Elena only continued to stare at him, seemingly horrified and in disbelief, all at the same time. This was their life—he couldn’t help the fact that she ignored things that were right in front of her face simply because she figured she could manipulate her way out of them.
That might have worked in her father’s Camorra world.
It did not work in Cosa Nostra.
“You’re going to get dressed,” Gian said quietly, “put your makeup on, cover those marks on your neck with a scarf, and do your hair. Then, you’re going to call your father, and tell him whatever you need to so that he comes over here tonight. You’re going to sound pleasant and sweet and whatever else he needs to hear so that he doesn’t think for a second that anything is wrong. And once he is here, you’re going to do the same thing, and you’ll look away when you need to, you’ll say nothing to anyone about what happens here. Is that understood?”

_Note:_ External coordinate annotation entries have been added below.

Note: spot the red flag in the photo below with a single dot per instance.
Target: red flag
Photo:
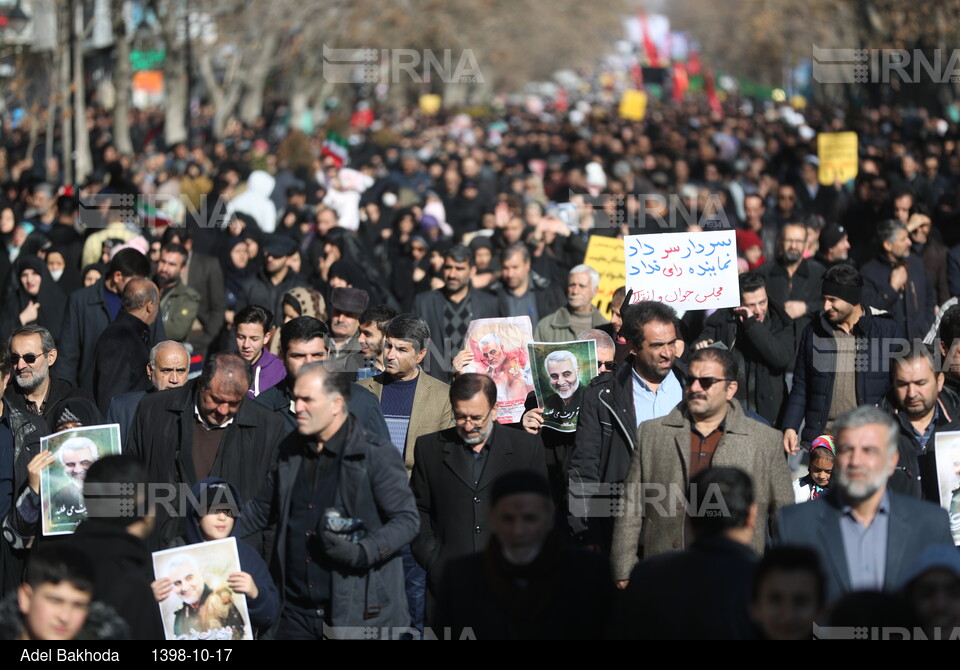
(637, 73)
(711, 88)
(561, 101)
(693, 61)
(680, 81)
(648, 44)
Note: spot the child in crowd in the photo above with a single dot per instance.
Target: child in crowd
(823, 455)
(215, 519)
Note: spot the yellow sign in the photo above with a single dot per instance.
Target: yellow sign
(605, 255)
(633, 105)
(430, 104)
(838, 157)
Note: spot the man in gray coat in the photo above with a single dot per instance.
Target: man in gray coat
(343, 510)
(708, 429)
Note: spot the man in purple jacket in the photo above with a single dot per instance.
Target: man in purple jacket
(253, 327)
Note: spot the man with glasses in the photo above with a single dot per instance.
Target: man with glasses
(708, 430)
(454, 470)
(792, 280)
(760, 335)
(33, 389)
(646, 385)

Elena’s hands trembled more. “Yes.”
“Yes, what?”
“Yes, I understand, Gian.”
He tipped his hand toward the bathroom door. “Hurry the hell up. I won’t be far behind, so don’t think I won’t hear if you try to fuck me over, Elena.”

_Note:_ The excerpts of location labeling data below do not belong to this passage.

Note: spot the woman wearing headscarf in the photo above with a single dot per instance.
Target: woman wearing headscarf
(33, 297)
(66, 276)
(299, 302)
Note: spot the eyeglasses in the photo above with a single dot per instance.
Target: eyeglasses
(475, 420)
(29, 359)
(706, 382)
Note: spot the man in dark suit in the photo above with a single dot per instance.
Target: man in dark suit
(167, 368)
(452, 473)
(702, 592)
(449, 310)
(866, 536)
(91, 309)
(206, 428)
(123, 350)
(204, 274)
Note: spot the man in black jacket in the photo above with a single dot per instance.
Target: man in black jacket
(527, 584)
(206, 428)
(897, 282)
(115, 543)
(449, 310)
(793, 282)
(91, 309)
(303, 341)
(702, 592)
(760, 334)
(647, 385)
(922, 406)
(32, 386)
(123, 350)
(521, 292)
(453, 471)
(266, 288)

Gian did exactly as he said he would, following behind his wife while she readied and then called her father. He said nothing as she convinced Gabriel to come to her, and Elena kept her act up the whole time.
He might have been proud, had he felt something at all.
He didn’t.
Not an hour later, Gian had two snakes in his mansion instead of just the one.
“Daddy,” Elena said, a false cheeriness coloring up her tone. “I’ve missed you.”